When Maine Democratic Party chairman Ben Grant revisited a private issue that was made public last May, his unnecessary comments reignited false accusations even though I was cleared by the police. Unfortunately, his unprofessional commentary will impact my re-election.
These allegations were withdrawn by a Belfast court on May 14, 2012. The State Police never even saw the need to interview me during their investigation and dismissed the matter. Their investigation ended on May 11, before my former fiancée and I finalized an agreement.
After Grant made his statements, I received many calls encouraging me to run, and my reaction was to stay in the race. However, it is my responsibility as a lawmaker to analyze what is best for my constituents.
I will continue to serve as a state representative in Augusta until the new Legislature is sworn in next year. I remain committed and dedicated to serving and protecting my community through the Legislature, coaching, volunteering for Habitat for Humanity, chairing the Mitchell Scholar Alumni Council and as an officer in the Navy.
I’m heartened that our community, and the people of Maine, will benefit from my legislative committee work this year.
We successfully held back efforts to ram through proposals that would have undercut energy efficiency and Maine’s renewable energy standards.
I wrote and we passed a law to weatherize the State House.

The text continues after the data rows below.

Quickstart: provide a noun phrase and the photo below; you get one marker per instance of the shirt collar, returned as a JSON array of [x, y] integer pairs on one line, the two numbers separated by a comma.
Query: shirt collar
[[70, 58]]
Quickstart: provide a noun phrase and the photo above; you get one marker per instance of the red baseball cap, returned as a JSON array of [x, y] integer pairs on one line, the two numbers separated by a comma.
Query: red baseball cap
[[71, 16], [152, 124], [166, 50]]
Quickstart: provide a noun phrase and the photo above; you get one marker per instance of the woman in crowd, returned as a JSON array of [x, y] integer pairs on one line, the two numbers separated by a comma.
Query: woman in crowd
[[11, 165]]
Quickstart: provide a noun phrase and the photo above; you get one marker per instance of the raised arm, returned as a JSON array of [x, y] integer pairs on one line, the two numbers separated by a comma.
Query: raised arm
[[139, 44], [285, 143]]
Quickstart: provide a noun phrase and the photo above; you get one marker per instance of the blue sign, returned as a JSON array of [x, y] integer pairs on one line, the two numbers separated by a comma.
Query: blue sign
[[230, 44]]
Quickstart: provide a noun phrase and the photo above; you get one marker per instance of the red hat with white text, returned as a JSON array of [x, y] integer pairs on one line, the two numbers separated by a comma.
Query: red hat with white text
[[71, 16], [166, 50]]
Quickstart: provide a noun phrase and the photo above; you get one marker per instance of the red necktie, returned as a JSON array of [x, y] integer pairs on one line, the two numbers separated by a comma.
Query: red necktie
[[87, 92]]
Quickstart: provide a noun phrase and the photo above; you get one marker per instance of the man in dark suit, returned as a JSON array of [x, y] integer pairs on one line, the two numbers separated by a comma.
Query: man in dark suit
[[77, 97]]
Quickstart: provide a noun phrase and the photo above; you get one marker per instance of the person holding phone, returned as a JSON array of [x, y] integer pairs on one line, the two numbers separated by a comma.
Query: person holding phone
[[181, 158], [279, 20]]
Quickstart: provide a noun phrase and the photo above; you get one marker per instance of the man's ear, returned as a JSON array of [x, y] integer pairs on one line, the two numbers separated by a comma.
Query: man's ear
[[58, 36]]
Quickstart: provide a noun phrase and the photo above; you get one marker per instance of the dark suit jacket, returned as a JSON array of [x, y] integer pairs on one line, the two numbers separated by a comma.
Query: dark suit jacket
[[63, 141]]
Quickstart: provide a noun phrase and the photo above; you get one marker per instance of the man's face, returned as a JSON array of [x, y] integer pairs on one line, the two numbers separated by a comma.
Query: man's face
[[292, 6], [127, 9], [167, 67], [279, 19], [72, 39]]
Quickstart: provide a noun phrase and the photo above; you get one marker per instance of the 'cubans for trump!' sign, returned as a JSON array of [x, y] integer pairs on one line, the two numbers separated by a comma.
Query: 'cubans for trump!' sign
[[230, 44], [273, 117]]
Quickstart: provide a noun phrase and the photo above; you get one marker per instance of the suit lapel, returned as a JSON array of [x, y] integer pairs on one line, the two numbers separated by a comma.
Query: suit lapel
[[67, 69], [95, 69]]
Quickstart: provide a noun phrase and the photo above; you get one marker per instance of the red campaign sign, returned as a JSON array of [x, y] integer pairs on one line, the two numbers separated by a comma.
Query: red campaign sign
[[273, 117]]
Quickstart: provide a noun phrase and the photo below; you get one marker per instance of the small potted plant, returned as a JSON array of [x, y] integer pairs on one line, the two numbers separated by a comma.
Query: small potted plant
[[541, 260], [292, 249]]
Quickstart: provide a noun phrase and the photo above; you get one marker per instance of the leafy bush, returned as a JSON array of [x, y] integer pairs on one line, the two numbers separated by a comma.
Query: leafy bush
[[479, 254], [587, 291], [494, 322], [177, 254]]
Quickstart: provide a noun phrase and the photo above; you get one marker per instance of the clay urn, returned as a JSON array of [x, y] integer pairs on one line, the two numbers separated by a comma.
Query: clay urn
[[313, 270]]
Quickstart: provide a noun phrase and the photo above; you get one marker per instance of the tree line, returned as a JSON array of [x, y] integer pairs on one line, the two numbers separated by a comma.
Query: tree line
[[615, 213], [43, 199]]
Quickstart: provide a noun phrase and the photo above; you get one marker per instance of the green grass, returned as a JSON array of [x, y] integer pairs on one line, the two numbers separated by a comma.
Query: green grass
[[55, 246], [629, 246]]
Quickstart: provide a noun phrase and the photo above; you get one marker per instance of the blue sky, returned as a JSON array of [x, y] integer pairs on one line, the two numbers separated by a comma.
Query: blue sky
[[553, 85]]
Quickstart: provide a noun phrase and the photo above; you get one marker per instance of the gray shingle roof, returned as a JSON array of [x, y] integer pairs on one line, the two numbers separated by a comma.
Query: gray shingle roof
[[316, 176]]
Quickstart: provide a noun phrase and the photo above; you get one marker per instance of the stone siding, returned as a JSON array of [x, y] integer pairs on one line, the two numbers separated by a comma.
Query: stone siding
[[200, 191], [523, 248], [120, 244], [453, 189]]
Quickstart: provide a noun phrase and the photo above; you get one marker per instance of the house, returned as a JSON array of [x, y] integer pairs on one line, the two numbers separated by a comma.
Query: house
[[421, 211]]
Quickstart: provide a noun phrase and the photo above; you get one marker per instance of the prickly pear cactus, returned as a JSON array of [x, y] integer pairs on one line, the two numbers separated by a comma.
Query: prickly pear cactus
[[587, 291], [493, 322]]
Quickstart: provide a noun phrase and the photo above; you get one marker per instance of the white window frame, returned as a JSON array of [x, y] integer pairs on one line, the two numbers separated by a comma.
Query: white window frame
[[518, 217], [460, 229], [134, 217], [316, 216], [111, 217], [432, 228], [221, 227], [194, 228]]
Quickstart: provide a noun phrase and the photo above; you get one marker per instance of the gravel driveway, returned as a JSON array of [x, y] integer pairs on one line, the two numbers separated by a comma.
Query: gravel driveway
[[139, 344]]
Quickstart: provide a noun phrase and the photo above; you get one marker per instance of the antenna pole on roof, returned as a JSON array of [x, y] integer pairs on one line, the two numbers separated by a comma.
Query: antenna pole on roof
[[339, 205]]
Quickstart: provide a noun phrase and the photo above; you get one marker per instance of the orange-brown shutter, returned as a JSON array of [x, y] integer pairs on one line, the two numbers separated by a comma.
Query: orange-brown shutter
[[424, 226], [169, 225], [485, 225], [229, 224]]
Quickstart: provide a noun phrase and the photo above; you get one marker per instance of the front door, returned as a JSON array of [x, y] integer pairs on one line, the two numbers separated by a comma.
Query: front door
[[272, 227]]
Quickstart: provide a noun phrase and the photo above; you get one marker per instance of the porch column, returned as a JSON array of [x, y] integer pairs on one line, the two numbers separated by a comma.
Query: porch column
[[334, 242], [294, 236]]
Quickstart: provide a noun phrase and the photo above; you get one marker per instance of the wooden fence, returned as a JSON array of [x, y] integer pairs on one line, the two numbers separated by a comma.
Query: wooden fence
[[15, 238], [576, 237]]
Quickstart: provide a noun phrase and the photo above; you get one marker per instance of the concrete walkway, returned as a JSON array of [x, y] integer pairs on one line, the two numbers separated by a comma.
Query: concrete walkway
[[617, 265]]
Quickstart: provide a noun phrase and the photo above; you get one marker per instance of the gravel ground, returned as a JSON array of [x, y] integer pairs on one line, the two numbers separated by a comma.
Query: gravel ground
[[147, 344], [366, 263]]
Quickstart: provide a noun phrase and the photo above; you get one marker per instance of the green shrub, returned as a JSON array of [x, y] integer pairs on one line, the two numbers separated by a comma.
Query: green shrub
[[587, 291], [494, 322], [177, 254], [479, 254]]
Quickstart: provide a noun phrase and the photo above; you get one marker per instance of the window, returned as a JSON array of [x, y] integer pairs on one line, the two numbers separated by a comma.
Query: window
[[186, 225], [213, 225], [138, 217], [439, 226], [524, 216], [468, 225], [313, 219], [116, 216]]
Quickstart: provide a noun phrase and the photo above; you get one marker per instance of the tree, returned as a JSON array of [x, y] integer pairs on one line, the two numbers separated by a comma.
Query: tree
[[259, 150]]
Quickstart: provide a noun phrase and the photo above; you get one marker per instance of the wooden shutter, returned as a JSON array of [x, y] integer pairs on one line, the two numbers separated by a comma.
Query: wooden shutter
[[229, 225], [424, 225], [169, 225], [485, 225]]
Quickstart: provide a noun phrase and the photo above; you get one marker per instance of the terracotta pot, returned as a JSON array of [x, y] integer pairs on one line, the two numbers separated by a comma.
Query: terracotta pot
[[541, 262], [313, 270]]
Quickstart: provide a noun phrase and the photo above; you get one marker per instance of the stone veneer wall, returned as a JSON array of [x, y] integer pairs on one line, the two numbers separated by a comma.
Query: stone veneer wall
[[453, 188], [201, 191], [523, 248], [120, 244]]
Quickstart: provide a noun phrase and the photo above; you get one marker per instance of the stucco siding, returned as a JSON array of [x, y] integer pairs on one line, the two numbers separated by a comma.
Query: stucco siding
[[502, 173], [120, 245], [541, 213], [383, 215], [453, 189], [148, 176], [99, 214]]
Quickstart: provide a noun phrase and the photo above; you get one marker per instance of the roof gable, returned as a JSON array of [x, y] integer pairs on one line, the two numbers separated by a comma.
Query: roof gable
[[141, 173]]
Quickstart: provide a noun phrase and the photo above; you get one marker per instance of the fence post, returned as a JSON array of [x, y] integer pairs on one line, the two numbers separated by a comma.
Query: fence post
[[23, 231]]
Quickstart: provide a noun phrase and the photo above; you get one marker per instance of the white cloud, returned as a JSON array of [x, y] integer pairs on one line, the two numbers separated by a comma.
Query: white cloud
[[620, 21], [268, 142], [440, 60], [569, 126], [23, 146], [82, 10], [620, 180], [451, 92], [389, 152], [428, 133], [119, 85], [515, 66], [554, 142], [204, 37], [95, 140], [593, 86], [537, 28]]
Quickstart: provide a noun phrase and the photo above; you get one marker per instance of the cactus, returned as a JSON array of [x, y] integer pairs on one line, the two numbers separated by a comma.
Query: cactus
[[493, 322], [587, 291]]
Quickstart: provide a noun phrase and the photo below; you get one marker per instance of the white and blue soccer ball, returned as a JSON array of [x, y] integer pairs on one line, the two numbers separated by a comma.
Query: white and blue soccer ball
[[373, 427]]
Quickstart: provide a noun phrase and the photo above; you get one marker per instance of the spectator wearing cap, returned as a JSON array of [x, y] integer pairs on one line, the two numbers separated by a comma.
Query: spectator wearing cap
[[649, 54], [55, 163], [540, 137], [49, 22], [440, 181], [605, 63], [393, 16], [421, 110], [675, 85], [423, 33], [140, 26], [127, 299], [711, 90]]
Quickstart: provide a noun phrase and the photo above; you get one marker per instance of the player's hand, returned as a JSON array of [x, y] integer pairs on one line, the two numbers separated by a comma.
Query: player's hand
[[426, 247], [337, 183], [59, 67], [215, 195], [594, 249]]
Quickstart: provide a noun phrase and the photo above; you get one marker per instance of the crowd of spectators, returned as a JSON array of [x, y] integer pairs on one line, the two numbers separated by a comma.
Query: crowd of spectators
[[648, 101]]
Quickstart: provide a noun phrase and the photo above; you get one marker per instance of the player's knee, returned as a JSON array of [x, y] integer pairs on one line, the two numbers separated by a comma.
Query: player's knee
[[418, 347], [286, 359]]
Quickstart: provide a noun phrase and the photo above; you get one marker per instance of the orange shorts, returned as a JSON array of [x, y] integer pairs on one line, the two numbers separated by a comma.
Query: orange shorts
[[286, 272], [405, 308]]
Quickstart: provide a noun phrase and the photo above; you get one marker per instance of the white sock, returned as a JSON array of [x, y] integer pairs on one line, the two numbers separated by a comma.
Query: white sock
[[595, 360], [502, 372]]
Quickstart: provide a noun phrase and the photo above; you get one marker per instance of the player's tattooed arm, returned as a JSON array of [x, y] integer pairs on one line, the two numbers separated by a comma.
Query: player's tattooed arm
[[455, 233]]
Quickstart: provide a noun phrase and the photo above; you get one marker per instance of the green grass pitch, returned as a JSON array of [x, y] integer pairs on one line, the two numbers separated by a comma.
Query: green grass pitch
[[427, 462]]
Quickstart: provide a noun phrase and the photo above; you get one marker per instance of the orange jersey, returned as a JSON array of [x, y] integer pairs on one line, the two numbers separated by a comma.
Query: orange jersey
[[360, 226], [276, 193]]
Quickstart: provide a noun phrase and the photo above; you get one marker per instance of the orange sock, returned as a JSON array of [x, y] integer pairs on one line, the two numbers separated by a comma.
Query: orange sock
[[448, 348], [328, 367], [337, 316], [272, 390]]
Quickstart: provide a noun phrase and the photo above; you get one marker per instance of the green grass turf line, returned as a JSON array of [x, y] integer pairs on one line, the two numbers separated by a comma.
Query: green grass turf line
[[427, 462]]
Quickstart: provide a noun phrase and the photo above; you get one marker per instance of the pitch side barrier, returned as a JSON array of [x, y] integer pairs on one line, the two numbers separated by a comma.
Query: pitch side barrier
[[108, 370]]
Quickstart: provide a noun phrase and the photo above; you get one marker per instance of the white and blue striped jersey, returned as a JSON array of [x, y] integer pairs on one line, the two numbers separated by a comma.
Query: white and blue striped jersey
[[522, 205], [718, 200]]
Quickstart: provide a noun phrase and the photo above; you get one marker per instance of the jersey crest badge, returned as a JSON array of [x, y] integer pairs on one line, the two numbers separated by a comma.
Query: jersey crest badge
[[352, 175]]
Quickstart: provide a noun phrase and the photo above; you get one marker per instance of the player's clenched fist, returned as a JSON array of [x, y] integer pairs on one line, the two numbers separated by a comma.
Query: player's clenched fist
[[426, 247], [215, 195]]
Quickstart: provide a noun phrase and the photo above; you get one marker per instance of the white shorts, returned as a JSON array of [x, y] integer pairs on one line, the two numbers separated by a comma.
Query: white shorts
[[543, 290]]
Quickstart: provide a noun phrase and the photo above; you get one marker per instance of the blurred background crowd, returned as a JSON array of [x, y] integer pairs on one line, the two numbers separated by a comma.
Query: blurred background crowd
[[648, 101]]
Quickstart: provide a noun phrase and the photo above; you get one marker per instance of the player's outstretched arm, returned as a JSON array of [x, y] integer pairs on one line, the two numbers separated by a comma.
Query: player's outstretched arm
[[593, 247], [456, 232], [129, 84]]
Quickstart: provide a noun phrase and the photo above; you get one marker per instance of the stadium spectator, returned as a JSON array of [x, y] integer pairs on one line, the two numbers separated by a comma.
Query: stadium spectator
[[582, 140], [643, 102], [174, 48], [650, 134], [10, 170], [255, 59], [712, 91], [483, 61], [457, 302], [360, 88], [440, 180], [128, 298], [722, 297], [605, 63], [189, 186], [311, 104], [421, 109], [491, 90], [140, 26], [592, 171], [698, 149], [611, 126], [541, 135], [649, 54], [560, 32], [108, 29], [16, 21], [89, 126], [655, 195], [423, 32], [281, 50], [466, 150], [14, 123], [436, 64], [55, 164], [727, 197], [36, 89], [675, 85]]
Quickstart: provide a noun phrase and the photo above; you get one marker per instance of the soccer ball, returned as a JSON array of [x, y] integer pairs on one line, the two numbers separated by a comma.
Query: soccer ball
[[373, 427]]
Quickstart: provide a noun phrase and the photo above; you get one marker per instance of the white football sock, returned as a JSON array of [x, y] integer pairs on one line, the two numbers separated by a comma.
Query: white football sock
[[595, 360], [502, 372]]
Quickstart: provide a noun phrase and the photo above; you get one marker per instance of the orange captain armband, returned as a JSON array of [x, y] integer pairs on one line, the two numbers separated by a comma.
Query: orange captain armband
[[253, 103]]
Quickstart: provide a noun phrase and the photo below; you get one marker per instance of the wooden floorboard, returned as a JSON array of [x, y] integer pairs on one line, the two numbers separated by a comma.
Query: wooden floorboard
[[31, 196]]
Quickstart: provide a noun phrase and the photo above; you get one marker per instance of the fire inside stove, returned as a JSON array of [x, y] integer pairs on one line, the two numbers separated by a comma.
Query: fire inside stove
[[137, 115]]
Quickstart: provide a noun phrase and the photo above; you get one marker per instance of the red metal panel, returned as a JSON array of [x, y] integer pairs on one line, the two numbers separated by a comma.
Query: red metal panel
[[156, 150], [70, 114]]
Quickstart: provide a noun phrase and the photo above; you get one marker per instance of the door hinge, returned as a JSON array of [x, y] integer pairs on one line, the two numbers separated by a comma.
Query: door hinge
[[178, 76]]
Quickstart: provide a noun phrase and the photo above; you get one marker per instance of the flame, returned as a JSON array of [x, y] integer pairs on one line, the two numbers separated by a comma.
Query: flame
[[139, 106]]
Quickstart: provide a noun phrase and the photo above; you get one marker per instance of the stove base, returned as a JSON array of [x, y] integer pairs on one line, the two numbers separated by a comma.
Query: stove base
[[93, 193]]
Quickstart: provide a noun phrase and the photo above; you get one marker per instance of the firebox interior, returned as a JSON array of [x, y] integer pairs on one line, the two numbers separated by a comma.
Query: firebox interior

I was successful in passing legislation to reduce the state’s dependency on oil, which improves our energy security and our bottom line. Gov. Paul LePage praised another law of mine that protects oil and gas consumers.
Ensuring our state and our country meet our veterans’ needs continues to be a passion of mine, and this legislative session I worked on many veterans’ issues, including the first ever women veterans’ memorial at the State House and a women veterans’ recognition program.
I am currently leading the first ever delegation of veterans working in government to Australia on a State Department trip for an exchange in government-to-government relations.
I am looking forward to serving my community, state and nation as an officer in the Navy. I wish to thank the people of Brunswick for your support. It has truly been an honor to serve you. I hope you will give me another opportunity to represent you in Augusta in the future.
Rep. Alex Cornell du Houx is a Democrat who represents House District 66 in the Maine Legislature.